The blog this week was written by Allison Hammond, Program Director at The Arcadia Institute. The theme for this Blog was to be about “Taking Time” to get to know the people with disabilities in the Community Broker Process; however, that sounds like we are taking something away from people. In thinking about the topic, I believe we are giving the person and the Community Broker precious time. Time to build relationships and trust is what makes connections in the community authentic.
For some of the people engaged in the Community Broker process, the time to get to know them is fairly straightforward. We meet with them, learn about their interests, discover their gifts and just right connections happen quickly.
However, some people have been involved with special programs and segregated settings so they really have never had a chance to explore opportunities in the community. The time that has been “taken” from them in these settings has limited their ability to really think about who they are and what they want. Often they have just said yes to activities from a set menu of programmatic options.
So when a person who has not had much experience in the broader community the Brokering Process provides the gift of time. The Broker spends time with the person in their homes, in recreational settings, at coffee shops, visiting prospective places where the person might volunteer or work, and exploring independent living arrangements. Sometimes the most precious time is just being in the car and having a conversation.

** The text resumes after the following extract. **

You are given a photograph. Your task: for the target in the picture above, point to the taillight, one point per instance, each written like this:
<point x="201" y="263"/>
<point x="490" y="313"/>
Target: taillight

Once the Community Broker really knows the persons gifts, interests, hopes and dreams, then the just right fit in the community happens. People are welcomed, supported and respected by the people around them. The community wants the person to be successful and shares responsibility for accommodating a persons various needs. The community experiences the benefits of being a place where everyone belongs and is supported.
The gift of time is what the Community Broker Process shares with individuals and to the community.